The relationship is further cemented by the fact that Pintilie's wife, Romanian actress Clody Bertola, was first married to Ciulei. "Despite this savage and caricatural vision of mine," Pintilie says, "I have great confidence that positive and tender things can exist in the world. Every year, for 10 years, we all spent New Year's Day together -- me, Liviu, my wife, and yes, my wife's first husband. For she had a husband before she married Liviu. Here we were -- three men, sitting at the side of the woman we all loved deeply.
"There is something sublime in that image -- an 80-year-old man, another 60, the third 50, and a woman, whose age didn't count at all. Whenever I think of it, it gives me a feeling of calm and stability. I have always been fascinated by women's powers of attraction, their complete superiority over the male sex. You will see that, too, in 'The Wild Duck' -- the homage that I feel obliged to pay to women."

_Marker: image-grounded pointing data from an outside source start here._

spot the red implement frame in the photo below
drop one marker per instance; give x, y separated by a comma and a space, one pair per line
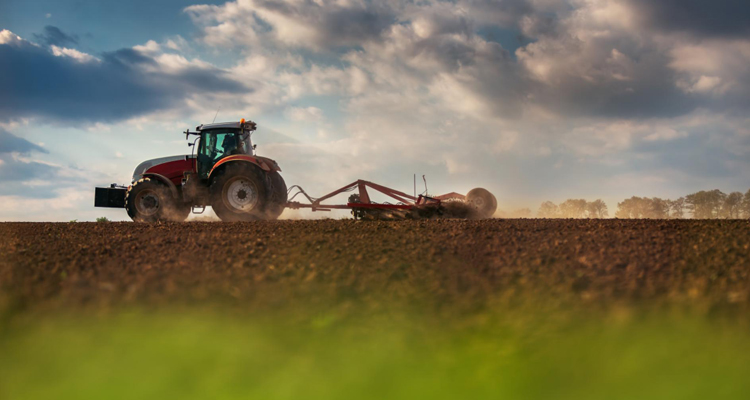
406, 201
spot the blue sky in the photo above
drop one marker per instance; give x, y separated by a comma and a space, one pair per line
533, 99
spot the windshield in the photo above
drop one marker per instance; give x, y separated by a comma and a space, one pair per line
219, 143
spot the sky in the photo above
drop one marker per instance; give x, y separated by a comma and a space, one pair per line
532, 99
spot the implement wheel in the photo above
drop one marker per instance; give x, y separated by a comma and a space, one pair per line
239, 193
483, 201
150, 201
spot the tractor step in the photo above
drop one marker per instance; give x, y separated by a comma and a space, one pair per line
112, 196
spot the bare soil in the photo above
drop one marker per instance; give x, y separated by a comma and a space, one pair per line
703, 266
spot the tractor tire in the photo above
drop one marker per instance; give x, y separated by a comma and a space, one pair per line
483, 201
151, 201
277, 195
239, 193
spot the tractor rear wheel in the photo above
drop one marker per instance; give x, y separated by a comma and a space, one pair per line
483, 201
150, 201
277, 195
239, 193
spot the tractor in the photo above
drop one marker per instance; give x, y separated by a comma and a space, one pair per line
226, 174
223, 173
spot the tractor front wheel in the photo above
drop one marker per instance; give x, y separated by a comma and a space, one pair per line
239, 193
150, 201
483, 201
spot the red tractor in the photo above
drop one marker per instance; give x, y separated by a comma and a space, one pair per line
227, 175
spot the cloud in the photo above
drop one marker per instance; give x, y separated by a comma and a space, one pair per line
717, 18
68, 85
323, 24
53, 36
10, 143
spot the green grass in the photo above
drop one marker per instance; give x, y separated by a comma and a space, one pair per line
386, 355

If Ciulei and Pintilie have also come to share a similar artistic exile, Pintilie allows himself to rail against his fate and is invariably more outspoken in expressing his discontent. Indeed, he assumes an almost rapturous intensity when he talks about returning to Romania.
"It is my destiny to make films in my homeland," he says. "It is in my genes. Luckily, I have been able to express myself in other countries and other languages over the past 12 years. But the artist always expresses himself best in his own country. Andre Wajda's finest films were made in Poland. Those he made in France with French actors were failures, even though he was given every liberty. Faulkner wrote about a single county in the South all his life. Unlike so many artists, who refuse to go back to Romania, it is my ambition. There are many people who would like nothing better than for me to stay abroad. I refuse to give them satisfaction."